Cuil Is Not So Cool
The new search engine, Cuil, from some ex-Google peeps, is horrid. I see a lot of bloggers fauning because, well, it’s the hip thing to do, Cuil’s new, and because Cuil is challenging The Establishment, i.e. Google and Microsoft. Well fine, praise their boldness and their politics, but don’t let that color your view of how the service actually works, because it works horribly.
First, the 2 and 3 column layouts not only look horrible in a respectably sized browser window, but it’s incredibly difficult to scan to find what you’re looking for, especially when page titles end up on multiple lines. The attempt to associate an image with each result is even worse. Sometimes it will pick a random icon or image from the actual site, and sometimes it will slap down a maybe relevant image from some other random site, giving the impression to the end user that the image is relevant to that search result, when it’s not. Example: my picture is associated with the ExpressionEngine wiki…wha?

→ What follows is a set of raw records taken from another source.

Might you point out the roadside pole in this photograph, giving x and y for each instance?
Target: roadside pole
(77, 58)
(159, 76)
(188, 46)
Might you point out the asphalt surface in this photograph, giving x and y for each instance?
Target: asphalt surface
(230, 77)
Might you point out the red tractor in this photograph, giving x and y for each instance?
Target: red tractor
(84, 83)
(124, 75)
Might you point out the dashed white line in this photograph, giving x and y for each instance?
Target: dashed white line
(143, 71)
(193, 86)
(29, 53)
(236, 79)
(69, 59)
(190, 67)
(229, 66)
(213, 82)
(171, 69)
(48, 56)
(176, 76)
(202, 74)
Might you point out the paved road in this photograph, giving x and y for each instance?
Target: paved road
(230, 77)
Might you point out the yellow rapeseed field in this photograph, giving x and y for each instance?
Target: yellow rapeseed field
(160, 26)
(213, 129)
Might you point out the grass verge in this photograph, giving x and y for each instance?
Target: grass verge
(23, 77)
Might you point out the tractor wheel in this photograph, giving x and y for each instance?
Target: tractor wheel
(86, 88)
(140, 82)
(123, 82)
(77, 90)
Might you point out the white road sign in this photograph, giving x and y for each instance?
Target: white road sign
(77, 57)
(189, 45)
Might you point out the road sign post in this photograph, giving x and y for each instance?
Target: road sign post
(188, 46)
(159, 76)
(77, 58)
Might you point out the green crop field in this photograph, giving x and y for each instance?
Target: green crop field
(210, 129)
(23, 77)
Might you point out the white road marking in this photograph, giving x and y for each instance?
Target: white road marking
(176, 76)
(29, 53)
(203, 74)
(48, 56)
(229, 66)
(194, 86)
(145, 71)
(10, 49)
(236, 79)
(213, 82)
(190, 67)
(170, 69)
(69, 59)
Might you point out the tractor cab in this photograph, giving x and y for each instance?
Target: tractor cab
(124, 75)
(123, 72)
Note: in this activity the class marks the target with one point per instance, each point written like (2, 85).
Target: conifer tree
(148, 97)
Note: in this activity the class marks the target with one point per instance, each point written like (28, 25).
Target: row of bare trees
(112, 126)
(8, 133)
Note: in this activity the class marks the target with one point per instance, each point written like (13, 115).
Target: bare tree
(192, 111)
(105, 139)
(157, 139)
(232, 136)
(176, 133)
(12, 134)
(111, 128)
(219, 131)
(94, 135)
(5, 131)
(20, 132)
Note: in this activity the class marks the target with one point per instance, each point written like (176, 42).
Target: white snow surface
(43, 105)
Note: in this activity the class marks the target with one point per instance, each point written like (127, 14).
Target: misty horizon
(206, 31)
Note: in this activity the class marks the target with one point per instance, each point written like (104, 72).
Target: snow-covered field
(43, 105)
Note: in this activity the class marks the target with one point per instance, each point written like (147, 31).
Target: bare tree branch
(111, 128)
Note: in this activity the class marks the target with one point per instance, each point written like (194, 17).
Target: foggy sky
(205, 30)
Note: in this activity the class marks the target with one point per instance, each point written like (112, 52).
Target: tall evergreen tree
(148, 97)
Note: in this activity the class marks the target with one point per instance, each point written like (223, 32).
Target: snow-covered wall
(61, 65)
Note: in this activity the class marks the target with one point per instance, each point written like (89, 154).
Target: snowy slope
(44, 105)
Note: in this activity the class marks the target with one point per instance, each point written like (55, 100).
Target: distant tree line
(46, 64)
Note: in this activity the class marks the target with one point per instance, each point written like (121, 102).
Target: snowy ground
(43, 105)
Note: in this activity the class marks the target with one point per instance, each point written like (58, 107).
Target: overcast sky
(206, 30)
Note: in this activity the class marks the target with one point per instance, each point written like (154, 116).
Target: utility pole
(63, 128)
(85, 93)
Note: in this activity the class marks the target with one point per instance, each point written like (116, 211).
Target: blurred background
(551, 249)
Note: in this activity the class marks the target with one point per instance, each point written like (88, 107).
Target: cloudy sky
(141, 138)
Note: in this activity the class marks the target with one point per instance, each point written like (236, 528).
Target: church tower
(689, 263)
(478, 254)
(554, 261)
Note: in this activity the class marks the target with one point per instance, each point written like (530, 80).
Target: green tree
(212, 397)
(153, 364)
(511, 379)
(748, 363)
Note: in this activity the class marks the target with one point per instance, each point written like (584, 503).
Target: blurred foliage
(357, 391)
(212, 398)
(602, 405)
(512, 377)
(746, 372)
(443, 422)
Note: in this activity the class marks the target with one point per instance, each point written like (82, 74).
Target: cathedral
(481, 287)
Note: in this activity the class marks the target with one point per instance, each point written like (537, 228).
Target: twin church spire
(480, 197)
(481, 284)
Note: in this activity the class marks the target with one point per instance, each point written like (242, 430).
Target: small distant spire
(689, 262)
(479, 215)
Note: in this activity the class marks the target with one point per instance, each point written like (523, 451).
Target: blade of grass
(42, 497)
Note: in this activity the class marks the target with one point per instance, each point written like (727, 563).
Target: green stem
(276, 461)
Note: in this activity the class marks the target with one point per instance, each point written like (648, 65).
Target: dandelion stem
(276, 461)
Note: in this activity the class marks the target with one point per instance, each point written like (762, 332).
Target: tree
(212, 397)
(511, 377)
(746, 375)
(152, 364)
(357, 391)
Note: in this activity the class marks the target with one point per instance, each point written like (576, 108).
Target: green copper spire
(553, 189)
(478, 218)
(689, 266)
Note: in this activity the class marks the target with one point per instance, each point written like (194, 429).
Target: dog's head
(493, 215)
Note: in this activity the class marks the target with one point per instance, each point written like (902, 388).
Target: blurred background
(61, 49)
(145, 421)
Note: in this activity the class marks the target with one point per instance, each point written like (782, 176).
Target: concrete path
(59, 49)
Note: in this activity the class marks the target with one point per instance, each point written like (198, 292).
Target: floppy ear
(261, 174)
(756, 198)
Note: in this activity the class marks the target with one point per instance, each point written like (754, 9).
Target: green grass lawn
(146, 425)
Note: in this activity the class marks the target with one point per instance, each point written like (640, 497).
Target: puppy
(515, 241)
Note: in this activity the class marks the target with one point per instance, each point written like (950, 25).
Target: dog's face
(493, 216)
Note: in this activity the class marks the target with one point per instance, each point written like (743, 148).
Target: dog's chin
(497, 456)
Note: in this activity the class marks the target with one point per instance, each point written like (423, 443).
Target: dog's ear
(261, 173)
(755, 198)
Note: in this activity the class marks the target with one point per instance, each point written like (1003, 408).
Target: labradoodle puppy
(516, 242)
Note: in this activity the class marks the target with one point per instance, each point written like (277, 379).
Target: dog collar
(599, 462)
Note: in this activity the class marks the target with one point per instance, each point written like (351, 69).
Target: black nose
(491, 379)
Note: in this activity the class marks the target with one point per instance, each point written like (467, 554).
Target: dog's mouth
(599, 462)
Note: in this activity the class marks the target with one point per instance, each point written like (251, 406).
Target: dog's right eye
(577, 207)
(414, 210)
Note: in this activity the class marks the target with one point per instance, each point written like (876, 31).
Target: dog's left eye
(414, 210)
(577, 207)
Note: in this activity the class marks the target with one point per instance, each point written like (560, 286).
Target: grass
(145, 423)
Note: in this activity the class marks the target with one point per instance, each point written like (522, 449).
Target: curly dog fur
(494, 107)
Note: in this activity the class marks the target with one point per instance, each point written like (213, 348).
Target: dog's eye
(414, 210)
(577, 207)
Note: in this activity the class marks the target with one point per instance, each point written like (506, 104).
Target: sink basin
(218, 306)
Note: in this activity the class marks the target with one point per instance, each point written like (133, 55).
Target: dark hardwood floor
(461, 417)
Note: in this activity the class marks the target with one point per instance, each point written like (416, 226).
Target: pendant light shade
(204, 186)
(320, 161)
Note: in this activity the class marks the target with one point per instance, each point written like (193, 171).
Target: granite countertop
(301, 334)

Next we have a wrong image associated with the EllisLab blog, and an example of the often funky text handling of the page titles. The ampersands you see below are all in the markup.

Lastly, this stranger is yet again associated with the wrong site, this one. Odd since Cuil obviously figured out my association to ExpressionEngine, but it can’t make that association for my own site? Also notice the URL. For about a month when I was changing domains, that would go to an Apache generated 404. Now it is a permanent redirect to derekderekderek.com. I don’t know when the index was made, but either behavior is incorrect for a search engine, whether Cuil spidered my site when it was a 404 or a 301 code. Definitely not friendly for site owners, and will lead to loads of incorrect content in their index.

I didn’t have too look hard for these examples either; it’s par for the course. Do a few searches on content that you know will bring up sites that you are familiar with, and you’ll readily see the resource matching issues and the page title malformation. And sadly there’s no way to customize the output beyond their classified ad multi-column approach. That might be forgivable if they were liquid and filled your browser based on its width.
The goal of a search engine is to get me from the idea in my head to relevant content as quickly and accurately as possible. Cuil does not fit that bill in any size, shape, or form. At least they don’t have a big "Beta!" badge on the front page, though in this case, perhaps that would be entirely appropriate. I hope they get their act together on the presentation of material, because their goal I must admit, on paper, is noble. Relevance is supposed to be determined solely on content, and they do index more pages than any other engine. Of course, if they’re counting things like associating my content from derekderekderek.com with koruproductions.com as additional pages or sites despite the fact that that domain has always used proper HTTP status codes, their number is wildly inflated.